When I failed to answer, she gave a jerk to her head and raised her eyebrows.
‘I don’t know your name and you were buying lemons and…’ I began to explain.
‘Tomorrow if you see me buying shoes, will you call me a shoe girl?’
‘Not if you tell me your real name,’ I said, folding my arms, pulling myself straight to my full height, raising my head even higher and looking down on her.
But she was not the one to cower down with any high and mighty display.
‘My name is none of your business,’ she declared. ‘And if you call me Lemon Girl ever again, I’ll come and squirt some real lemon juice in your eyes to teach you what a lemon can do. So there, you watch out.’
With this, she turned on her heels and walked back to Kusum who by then had made two young boys to gather most of the spilled lemons for her. The cyclist, meanwhile, had made good his escape.
‘Have you got all?’ my still furious lady asked her friend.
‘No,’ said Kusum, ‘they have rolled all over.’
‘Let them be, let’s go.’
But I had to call her back again to return to her the little round thing that had come rolling towards me.
‘Hey, Lemon Girl, here’s one of your lemons,’ I called out.
‘Cut it and squeeze it in your eyes,’ she called back and continued on her way.
I grinned and stowed the lemon in my pocket. A moment later, my ears caught a loud laugh from the lemon’s rightful owner. So she had already started making fun of me.
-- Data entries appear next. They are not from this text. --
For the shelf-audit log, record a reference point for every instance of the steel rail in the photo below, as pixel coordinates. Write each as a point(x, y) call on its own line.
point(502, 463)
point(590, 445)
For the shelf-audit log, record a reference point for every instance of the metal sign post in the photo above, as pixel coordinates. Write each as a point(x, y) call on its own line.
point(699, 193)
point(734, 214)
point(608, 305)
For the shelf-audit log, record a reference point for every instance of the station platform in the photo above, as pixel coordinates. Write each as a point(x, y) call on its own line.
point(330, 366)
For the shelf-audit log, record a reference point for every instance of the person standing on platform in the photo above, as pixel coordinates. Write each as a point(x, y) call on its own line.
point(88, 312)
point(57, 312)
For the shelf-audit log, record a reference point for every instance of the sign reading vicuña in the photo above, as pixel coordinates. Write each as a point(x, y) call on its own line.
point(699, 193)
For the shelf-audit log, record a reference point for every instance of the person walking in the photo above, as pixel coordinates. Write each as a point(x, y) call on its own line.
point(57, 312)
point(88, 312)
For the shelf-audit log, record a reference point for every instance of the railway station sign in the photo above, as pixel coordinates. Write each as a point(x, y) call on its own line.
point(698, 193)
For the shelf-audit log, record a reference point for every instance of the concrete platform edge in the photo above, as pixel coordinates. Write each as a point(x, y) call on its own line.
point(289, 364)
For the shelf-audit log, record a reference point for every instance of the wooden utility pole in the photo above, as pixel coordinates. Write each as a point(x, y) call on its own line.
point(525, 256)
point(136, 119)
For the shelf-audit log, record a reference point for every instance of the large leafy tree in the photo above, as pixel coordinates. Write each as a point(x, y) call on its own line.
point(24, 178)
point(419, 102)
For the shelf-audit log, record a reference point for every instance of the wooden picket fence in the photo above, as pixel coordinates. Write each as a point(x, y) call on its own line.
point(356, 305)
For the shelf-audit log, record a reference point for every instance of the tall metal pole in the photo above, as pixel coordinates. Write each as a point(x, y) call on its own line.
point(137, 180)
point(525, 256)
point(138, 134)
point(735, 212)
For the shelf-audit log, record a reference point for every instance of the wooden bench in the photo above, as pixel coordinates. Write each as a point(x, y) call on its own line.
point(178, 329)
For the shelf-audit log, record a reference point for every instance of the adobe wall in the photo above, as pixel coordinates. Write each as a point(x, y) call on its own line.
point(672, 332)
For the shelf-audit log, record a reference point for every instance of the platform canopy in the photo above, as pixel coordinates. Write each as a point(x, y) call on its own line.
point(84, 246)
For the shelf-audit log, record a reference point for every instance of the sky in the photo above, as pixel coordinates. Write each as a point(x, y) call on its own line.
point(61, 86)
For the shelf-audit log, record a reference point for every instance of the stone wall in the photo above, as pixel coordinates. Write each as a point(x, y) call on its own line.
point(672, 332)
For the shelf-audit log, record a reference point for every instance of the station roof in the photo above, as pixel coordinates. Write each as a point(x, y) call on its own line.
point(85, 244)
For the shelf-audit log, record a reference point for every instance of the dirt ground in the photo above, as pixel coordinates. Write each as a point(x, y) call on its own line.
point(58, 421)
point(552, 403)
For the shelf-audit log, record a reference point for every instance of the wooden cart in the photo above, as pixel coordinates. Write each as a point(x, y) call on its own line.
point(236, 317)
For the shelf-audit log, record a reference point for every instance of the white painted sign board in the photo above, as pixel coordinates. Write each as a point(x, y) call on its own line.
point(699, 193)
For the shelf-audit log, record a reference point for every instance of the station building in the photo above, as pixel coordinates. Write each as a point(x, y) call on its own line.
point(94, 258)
Strangely though, it did not raise my hackles up and, well, felt kind of good.
All this had taken place when I was very near the end of my engineering course. Just three months were left before I and my friends were to give our professors the pleasure of seeing us leave the college for good. Those three months passed away swiftly.
Those were the last three months of my student life. And I believe I studied harder during that time than I had ever done. The reason was that there was a very real danger of my failing in most of my exams, unless some drastic changes were brought about in my study schedule. And I could not fail. I wouldn’t have minded it all that much had both my parents not been such proud holders of degrees from IIT, and much respected professors in much respected universities. And my elder sister and her husband were both earning big bucks in an MNC. My younger sister was already through one successful year in a medical school. I, on the other hand, had already failed them all by not getting admission in any decent college. I could not fail them again by failing even in the damndest little hole I had got myself into.
So I studied hard for the last three months. More would have been useless. I was not going to become a NASA scientist even if I had studied more, you know.
I visited the market often enough though during those three months, but I never saw her again.
The lemon she had given me stayed at my table for a full week. If I could have pressed it in a notebook like a rose, I would have, as the memorabilia of a memorable girl. But a lemon isn’t a rose. Its purpose is not to evoke sensations of love and romance, but to quench thirst and strengthen the body’s immunity. So after a week, on a particularly hot day, I helped it to fulfil its life’s purpose. And with a chilled glass of lemonade in my hand, I thought of my Lemon Girl and shook my head and laughed at her and like her, just as I believed she would have laughed at me.
I wondered if I would ever hear that laugh again.
And five years later, I am wondering that once again. Have I robbed it off her forever? It’s almost six months since she ran away from here. Ran away in shame. Because of me. How could I have been such a senseless brute!